Doctor of Philosophy (PhD)

Department

Clinical Psychology

First Advisor

Stephen L. Franzoi

Second Advisor

Stephen M. Saunders

Third Advisor

Debra L. Oswald

Abstract

Based on the theoretical framework of symbolic interactionism and race as a social construct, individuals with biological parents racially distinct from each other have biracial identity options (i.e., Singular, Border, Protean, and Transcendent) (e.g., Rockquemore and Brunsma, 2002). The purpose of the current study was to examine factors that influenced biracial individuals' level of racial/ethnic identity development and the impact on biracial identity and psychological adjustment (i.e., self-esteem and psychological well-being). A total of 199 biracial individuals, who ranged in age from 18 to 55 years, completed an online survey that measured factors such as the rule of hypodescent (i.e., one-drop rule), physical appearance, self-monitoring, and exposure to multicultural experiences. Although the one-drop rule was not a significant predictor of biracial identity options, there were other significant findings within this population.

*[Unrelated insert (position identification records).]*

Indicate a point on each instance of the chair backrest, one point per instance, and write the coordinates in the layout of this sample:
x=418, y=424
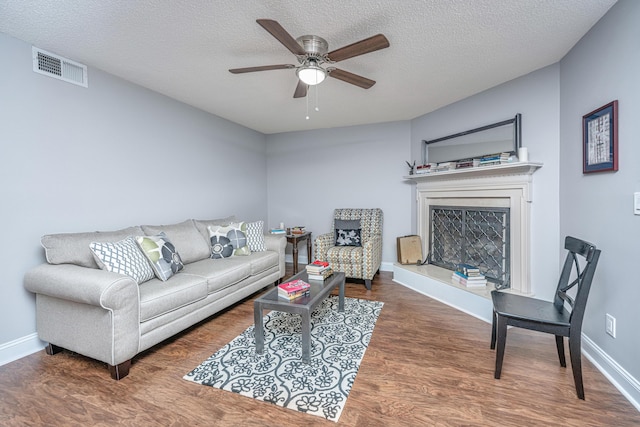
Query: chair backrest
x=582, y=278
x=370, y=220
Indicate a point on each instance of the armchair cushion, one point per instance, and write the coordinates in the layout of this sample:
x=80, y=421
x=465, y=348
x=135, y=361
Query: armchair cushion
x=348, y=232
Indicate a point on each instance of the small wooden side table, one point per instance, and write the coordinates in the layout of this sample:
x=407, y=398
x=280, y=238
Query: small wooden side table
x=294, y=239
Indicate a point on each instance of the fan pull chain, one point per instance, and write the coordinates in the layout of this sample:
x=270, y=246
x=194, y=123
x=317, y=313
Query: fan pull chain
x=307, y=98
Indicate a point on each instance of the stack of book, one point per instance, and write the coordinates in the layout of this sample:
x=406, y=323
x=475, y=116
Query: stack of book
x=467, y=163
x=426, y=168
x=445, y=166
x=319, y=270
x=494, y=159
x=469, y=276
x=297, y=230
x=293, y=289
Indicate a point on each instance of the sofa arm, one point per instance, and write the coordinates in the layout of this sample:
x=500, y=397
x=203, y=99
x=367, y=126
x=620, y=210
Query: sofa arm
x=323, y=243
x=92, y=312
x=83, y=285
x=277, y=243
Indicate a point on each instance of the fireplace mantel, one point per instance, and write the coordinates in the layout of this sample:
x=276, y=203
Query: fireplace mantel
x=515, y=168
x=508, y=185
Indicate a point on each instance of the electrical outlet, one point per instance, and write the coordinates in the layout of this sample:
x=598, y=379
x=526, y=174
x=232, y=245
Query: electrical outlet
x=610, y=325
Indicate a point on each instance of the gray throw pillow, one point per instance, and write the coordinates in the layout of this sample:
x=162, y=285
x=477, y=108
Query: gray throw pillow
x=348, y=232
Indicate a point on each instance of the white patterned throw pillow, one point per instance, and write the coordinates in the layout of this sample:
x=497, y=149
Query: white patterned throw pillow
x=123, y=257
x=255, y=236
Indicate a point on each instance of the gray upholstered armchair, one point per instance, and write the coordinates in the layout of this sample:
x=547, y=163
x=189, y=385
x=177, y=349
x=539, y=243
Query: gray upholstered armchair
x=354, y=246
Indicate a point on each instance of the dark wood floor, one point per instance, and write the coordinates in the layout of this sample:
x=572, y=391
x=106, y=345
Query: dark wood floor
x=427, y=364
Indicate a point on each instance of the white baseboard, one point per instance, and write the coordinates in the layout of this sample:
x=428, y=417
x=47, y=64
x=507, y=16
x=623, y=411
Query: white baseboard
x=616, y=374
x=19, y=348
x=464, y=301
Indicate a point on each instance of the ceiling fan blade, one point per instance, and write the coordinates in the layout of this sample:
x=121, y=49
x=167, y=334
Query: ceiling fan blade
x=301, y=90
x=281, y=35
x=371, y=44
x=354, y=79
x=262, y=68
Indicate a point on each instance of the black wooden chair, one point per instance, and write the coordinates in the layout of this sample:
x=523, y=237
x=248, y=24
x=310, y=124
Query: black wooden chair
x=562, y=317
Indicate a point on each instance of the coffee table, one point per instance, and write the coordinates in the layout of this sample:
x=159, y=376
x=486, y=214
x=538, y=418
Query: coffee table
x=302, y=306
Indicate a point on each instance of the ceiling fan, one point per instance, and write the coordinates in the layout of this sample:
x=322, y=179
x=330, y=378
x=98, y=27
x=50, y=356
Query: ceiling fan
x=311, y=53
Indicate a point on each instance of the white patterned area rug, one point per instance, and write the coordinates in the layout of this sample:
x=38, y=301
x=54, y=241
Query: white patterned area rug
x=278, y=375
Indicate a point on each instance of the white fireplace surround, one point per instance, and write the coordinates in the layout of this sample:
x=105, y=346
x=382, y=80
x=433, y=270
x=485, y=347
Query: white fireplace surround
x=508, y=185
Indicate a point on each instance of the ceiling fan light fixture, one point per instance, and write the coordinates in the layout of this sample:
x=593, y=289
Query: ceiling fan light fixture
x=311, y=74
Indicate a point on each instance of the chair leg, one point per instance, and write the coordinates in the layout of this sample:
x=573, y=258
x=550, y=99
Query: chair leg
x=120, y=371
x=501, y=331
x=560, y=347
x=52, y=349
x=493, y=332
x=576, y=363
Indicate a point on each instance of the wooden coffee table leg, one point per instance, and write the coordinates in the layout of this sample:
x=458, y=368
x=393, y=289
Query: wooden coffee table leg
x=306, y=336
x=258, y=329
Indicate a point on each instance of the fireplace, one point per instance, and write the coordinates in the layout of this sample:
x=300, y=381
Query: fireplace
x=495, y=202
x=479, y=236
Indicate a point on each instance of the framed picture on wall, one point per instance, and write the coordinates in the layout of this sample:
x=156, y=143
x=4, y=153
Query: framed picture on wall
x=600, y=139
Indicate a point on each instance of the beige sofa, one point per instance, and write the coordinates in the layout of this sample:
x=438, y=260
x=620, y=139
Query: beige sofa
x=111, y=318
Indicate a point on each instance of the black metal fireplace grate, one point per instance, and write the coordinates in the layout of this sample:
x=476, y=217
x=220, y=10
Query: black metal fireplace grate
x=472, y=235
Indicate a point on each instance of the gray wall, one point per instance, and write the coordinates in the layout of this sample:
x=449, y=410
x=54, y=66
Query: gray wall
x=602, y=67
x=103, y=158
x=536, y=97
x=313, y=172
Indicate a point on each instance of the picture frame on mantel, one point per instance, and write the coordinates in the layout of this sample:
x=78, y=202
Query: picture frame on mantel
x=600, y=139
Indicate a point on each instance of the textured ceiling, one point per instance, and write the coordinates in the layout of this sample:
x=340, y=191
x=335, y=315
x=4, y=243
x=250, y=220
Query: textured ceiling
x=441, y=50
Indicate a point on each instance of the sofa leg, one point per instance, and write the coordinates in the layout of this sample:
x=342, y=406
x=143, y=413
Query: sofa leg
x=120, y=371
x=51, y=349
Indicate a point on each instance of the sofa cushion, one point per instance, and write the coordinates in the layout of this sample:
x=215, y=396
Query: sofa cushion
x=162, y=255
x=123, y=257
x=255, y=236
x=203, y=224
x=157, y=297
x=220, y=273
x=185, y=237
x=263, y=261
x=73, y=248
x=347, y=232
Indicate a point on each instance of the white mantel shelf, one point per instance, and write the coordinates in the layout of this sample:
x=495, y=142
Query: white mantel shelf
x=515, y=168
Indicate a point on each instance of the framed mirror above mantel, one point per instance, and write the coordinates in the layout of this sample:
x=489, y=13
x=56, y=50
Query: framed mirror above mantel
x=501, y=137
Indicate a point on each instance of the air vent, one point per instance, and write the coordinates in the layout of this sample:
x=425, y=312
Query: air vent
x=55, y=66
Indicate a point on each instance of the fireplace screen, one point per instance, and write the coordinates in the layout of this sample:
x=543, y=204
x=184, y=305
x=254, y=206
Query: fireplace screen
x=471, y=235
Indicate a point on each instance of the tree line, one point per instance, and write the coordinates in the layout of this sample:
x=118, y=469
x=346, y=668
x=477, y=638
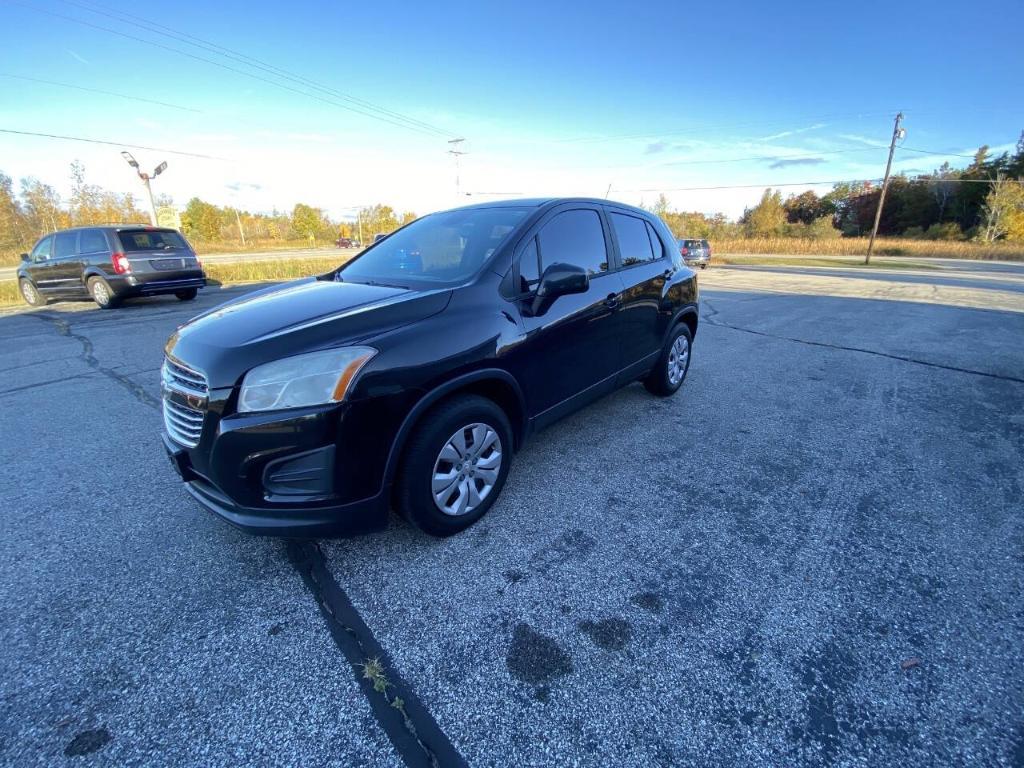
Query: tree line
x=37, y=208
x=982, y=202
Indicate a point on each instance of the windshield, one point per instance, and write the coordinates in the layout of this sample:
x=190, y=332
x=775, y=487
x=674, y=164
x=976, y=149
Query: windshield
x=440, y=248
x=150, y=240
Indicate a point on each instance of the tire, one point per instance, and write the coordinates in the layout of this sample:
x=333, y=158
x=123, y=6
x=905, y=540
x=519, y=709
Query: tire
x=432, y=452
x=668, y=376
x=101, y=293
x=31, y=294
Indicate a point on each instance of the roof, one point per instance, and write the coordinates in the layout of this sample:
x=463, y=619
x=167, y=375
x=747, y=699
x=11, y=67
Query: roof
x=542, y=202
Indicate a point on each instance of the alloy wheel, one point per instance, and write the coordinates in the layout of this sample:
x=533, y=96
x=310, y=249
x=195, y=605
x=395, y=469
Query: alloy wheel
x=466, y=469
x=100, y=293
x=679, y=354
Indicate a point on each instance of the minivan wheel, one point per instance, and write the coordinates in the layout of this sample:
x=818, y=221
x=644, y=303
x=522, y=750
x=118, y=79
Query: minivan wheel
x=671, y=370
x=101, y=293
x=455, y=465
x=31, y=294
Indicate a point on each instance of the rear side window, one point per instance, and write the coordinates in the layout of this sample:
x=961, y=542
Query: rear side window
x=92, y=241
x=151, y=240
x=655, y=243
x=634, y=244
x=43, y=249
x=574, y=238
x=64, y=244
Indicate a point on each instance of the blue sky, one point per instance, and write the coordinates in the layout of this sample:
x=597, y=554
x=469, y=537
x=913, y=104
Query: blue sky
x=552, y=98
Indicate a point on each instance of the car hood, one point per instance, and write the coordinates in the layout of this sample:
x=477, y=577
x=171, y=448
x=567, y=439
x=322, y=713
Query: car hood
x=300, y=316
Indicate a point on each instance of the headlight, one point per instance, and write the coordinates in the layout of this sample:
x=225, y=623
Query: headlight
x=303, y=380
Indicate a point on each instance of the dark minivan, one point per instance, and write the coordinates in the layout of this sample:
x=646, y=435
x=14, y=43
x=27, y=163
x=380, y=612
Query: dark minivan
x=110, y=263
x=411, y=375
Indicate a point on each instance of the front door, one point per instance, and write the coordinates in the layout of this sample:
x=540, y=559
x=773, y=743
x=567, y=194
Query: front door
x=645, y=270
x=574, y=347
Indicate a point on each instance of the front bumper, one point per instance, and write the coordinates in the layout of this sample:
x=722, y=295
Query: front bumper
x=298, y=520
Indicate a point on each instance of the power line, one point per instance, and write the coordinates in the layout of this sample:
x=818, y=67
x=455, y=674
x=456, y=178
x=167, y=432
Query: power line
x=212, y=47
x=97, y=90
x=110, y=143
x=248, y=60
x=227, y=67
x=697, y=129
x=940, y=154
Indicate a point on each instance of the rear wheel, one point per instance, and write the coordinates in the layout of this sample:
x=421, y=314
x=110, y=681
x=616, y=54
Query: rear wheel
x=455, y=465
x=101, y=293
x=671, y=370
x=31, y=294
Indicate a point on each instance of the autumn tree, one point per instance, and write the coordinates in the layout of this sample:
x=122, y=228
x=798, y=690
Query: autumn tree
x=767, y=218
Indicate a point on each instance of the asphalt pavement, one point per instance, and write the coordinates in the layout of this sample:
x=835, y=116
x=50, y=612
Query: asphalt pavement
x=813, y=554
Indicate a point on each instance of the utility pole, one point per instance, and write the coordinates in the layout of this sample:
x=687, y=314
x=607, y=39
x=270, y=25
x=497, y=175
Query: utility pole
x=898, y=133
x=242, y=231
x=145, y=180
x=455, y=151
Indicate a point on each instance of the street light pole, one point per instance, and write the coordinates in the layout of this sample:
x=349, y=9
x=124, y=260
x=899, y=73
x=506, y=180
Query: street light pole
x=455, y=151
x=897, y=134
x=145, y=180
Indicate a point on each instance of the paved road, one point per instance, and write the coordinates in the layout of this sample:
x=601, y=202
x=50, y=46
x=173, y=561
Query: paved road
x=342, y=254
x=813, y=554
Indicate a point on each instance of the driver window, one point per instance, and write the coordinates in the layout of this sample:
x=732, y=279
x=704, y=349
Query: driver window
x=574, y=238
x=43, y=249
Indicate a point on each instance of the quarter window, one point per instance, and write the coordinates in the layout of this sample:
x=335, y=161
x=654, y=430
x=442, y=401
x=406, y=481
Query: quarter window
x=529, y=267
x=574, y=238
x=634, y=245
x=64, y=244
x=655, y=242
x=92, y=241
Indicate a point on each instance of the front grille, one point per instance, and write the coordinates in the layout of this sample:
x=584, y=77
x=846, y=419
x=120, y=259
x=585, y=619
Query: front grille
x=183, y=424
x=183, y=421
x=185, y=379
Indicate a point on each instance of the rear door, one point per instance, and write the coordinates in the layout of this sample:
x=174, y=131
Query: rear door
x=66, y=270
x=93, y=248
x=572, y=350
x=644, y=271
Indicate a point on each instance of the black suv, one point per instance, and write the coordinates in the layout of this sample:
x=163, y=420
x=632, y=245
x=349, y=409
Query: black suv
x=409, y=376
x=110, y=263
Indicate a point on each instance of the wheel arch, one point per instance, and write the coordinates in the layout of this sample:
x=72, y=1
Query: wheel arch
x=494, y=383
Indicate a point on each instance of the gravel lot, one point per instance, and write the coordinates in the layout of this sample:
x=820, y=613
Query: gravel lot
x=813, y=554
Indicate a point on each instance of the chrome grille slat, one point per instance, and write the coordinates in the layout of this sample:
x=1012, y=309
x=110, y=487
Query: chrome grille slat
x=182, y=422
x=177, y=375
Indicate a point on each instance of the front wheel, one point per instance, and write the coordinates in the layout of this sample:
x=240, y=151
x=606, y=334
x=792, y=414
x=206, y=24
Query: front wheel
x=31, y=294
x=455, y=465
x=101, y=293
x=671, y=369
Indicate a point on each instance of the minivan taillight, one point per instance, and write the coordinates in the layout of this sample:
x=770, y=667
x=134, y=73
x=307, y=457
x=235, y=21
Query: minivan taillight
x=121, y=263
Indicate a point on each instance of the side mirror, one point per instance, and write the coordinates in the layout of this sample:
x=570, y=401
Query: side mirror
x=558, y=280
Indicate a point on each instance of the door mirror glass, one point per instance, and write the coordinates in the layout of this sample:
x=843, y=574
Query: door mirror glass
x=559, y=280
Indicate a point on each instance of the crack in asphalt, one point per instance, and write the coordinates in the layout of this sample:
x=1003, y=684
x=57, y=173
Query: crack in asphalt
x=713, y=312
x=64, y=329
x=413, y=730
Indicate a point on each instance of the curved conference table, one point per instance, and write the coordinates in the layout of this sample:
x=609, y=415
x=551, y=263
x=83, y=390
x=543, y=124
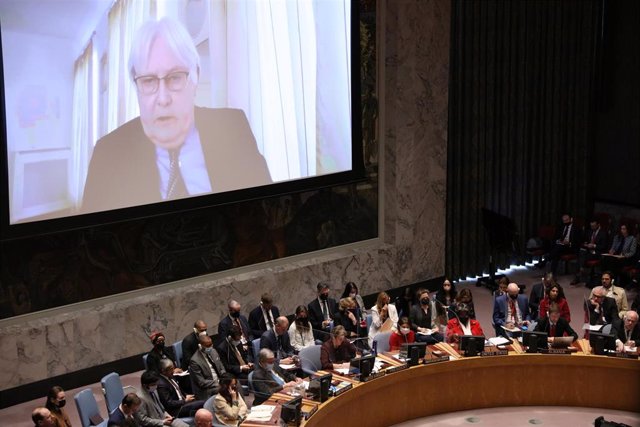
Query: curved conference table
x=486, y=382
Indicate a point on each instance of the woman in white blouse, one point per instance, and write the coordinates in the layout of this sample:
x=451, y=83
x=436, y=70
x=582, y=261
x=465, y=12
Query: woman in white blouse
x=380, y=313
x=300, y=333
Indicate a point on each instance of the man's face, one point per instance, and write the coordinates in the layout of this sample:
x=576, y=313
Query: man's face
x=167, y=116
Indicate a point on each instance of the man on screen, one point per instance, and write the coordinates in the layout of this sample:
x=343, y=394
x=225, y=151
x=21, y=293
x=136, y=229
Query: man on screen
x=174, y=149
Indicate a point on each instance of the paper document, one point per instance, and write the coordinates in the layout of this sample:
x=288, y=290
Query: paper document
x=498, y=341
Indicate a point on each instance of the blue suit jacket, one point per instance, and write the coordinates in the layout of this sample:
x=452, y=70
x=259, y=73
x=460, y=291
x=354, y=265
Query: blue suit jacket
x=500, y=309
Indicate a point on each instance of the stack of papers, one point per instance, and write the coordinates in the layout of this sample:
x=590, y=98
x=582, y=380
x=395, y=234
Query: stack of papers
x=261, y=413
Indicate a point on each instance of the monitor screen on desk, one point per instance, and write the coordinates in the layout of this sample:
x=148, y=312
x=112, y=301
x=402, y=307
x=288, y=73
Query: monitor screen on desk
x=413, y=352
x=601, y=343
x=291, y=411
x=471, y=345
x=319, y=387
x=534, y=341
x=364, y=365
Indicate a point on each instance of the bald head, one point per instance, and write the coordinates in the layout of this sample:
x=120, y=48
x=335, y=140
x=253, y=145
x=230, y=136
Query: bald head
x=513, y=289
x=203, y=418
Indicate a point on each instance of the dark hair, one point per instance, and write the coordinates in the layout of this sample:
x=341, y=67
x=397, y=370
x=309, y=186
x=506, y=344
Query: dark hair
x=234, y=331
x=53, y=394
x=149, y=377
x=348, y=287
x=225, y=380
x=131, y=399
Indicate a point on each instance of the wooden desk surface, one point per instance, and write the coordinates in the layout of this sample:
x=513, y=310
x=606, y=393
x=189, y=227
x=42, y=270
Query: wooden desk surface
x=463, y=384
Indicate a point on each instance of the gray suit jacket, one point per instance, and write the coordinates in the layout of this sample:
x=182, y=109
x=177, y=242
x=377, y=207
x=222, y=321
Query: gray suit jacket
x=203, y=384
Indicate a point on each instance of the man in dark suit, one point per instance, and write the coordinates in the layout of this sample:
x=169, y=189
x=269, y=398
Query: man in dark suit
x=190, y=342
x=174, y=399
x=237, y=319
x=594, y=244
x=263, y=316
x=205, y=370
x=277, y=340
x=321, y=312
x=603, y=310
x=629, y=334
x=567, y=241
x=234, y=356
x=511, y=310
x=554, y=325
x=122, y=416
x=173, y=149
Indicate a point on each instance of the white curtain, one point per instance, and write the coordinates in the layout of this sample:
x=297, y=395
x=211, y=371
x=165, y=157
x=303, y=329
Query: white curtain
x=270, y=59
x=124, y=19
x=82, y=142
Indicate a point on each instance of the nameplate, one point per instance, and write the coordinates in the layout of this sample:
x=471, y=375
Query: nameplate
x=372, y=376
x=393, y=369
x=342, y=389
x=438, y=359
x=623, y=355
x=494, y=353
x=555, y=351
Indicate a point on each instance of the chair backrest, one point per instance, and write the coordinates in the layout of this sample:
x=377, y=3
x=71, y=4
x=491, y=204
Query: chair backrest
x=382, y=339
x=177, y=351
x=87, y=406
x=113, y=391
x=255, y=344
x=310, y=359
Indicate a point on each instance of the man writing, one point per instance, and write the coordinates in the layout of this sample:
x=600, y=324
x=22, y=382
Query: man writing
x=146, y=159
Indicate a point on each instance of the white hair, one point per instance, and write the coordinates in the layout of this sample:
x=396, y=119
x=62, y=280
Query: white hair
x=177, y=38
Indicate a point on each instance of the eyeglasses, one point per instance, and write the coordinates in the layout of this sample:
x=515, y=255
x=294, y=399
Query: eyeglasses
x=175, y=82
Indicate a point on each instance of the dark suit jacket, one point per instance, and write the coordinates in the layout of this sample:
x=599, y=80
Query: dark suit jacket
x=229, y=359
x=264, y=383
x=270, y=340
x=203, y=384
x=608, y=309
x=562, y=327
x=635, y=335
x=225, y=325
x=169, y=397
x=123, y=170
x=316, y=317
x=256, y=320
x=189, y=346
x=500, y=309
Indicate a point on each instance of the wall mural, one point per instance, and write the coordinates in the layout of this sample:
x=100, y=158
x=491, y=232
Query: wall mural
x=59, y=269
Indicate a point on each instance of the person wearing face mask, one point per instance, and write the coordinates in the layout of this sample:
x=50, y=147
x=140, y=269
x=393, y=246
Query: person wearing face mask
x=190, y=342
x=347, y=317
x=351, y=291
x=403, y=335
x=462, y=324
x=56, y=400
x=321, y=312
x=511, y=311
x=300, y=333
x=426, y=320
x=151, y=412
x=234, y=356
x=205, y=369
x=228, y=405
x=269, y=378
x=159, y=351
x=237, y=319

Physical resemblance to two or more racial groups and exposure to multicultural experiences predicted biracial individuals' identification with a Border or Protean identity. Second, this study found that a high level of exposure to multicultural experiences best predicted a high level of ethnic identity development and positive interactions with other racial groups. Lastly, the current study found that the previously mentioned factors also contributed to biracial individuals' psychological adjustment (i.e., self-esteem and psychological well-being). Limitations of the current study and recommendations for future research with this population were also discussed.